AI技術がもたらす歌モノマネの新たな時代
日本テレビの人気バラエティ番組『モノマネMONSTER』が、AI採点技術を用いた新しい音声評価システムを導入した。これにより、歌モノマネの「似ている」を客観的に数値化し、視聴者に新たな楽しみを提供することとなった。このシステムを構築したのは、東京都中央区に本社を置く株式会社クインティアだ。
主観的な評価から客観的なスコアへ
g歌モノマネ番組において、これまでの評価方法は主に審査員や観客の感覚に依存していた。しかし、クインティアの独自の音声解析エンジンが導入されたことで、「似ている」という評価も科学的な数値として提示されるようになった。この技術的進歩により、従来の採点方法に新たな深みと説得力が加わった。具体的には、AIスコアが審査員の採点に加わることで、より実行的かつ公平な評価が行えるようになった。
AI採点技術の特徴
この「歌声モノマネ採点AI」は、一般的なカラオケ採点とは異なり、「歌声がどれだけ本人に似ているか」に特化した分析を行う。以下の特徴を持つ。
- - 多角的な特徴量分析: 声質、しゃくり、ビブラート、抑揚などを総合的に解析し、その質的な側面を明らかにする。また、波形特徴量も分析に活用し、単なる音域やリズムにとどまらない深い評価を実現している。

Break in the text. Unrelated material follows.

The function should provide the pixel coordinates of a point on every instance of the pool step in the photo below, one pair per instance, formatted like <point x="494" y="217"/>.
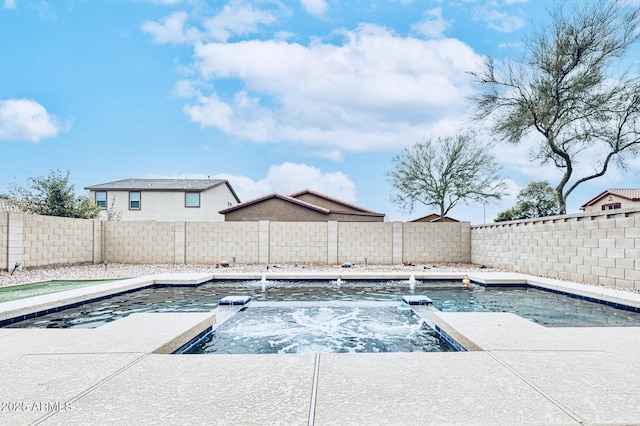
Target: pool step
<point x="417" y="300"/>
<point x="235" y="300"/>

- - DTW(Dynamic Time Warping)の利用: 歌い出しのタイミングやテンポの違いを吸収し、個々の歌唱スタイルに合わせて正確な比較を行える仕組みも特筆すべき特徴だ。
- - 放送現場向けの最適化: 音源分離技術によって、観客の歓声や残響が混在する中でも高精度の歌声抽出が可能。さらに、高速処理によるスコア出力は、収録の進行を妨げないように設計されている。また、収録現場のモニターに表示されるGUIや、演出用データ形式への対応も充実している。
開発の背景と体制
クインティアがこのシステムをわずか1ヶ月で構築できたのは、彼らが持つモジュール化された音声解析エンジンが大きな要因である。独自のエンジンによって、音源分離や特徴量の抽出、類似度算出など、必要な機能を瞬時に再構成することが可能なのだ。また、開発パートナーである株式会社クロノキャストとの強力な連携により、高度なUI/UXと安定性を短期間で実現している。
今後の展望
このようなAI技術の導入は、単に業務効率を向上させるだけでなく、視聴体験に新たな客観的指標を追加することで、演出の幅を広げることを証明した。クインティアは今後も日本テレビをはじめ、他の放送局とのパートナーシップを強化し、音声・映像解析、字幕生成、視聴者参加型コンテンツの開発など、放送分野におけるデジタルトランスフォーメーション(DX)の推進を目指している。
株式会社クインティアについて
株式会社クインティアは、2021年に設立された技術企業で、東京銀座に本社を構えている。AI技術やAWS環境構築に強みを持ち、放送局などのDX支援を行っている。彼らのビジョンは、最先端の技術を活用して、業界の未来を切り開くことにある。
本社所在地: 東京都中央区銀座1丁目12番4号 N&E BLD. 6F
代表取締役: 占部 竣平
設立年月日: 2021年9月8日
資本金: 1,000万円
関連リンク:
クインティア公式サイト
本システムは、放送業界におけるAIの可能性を広げる第一歩であり、その進展から目が離せない。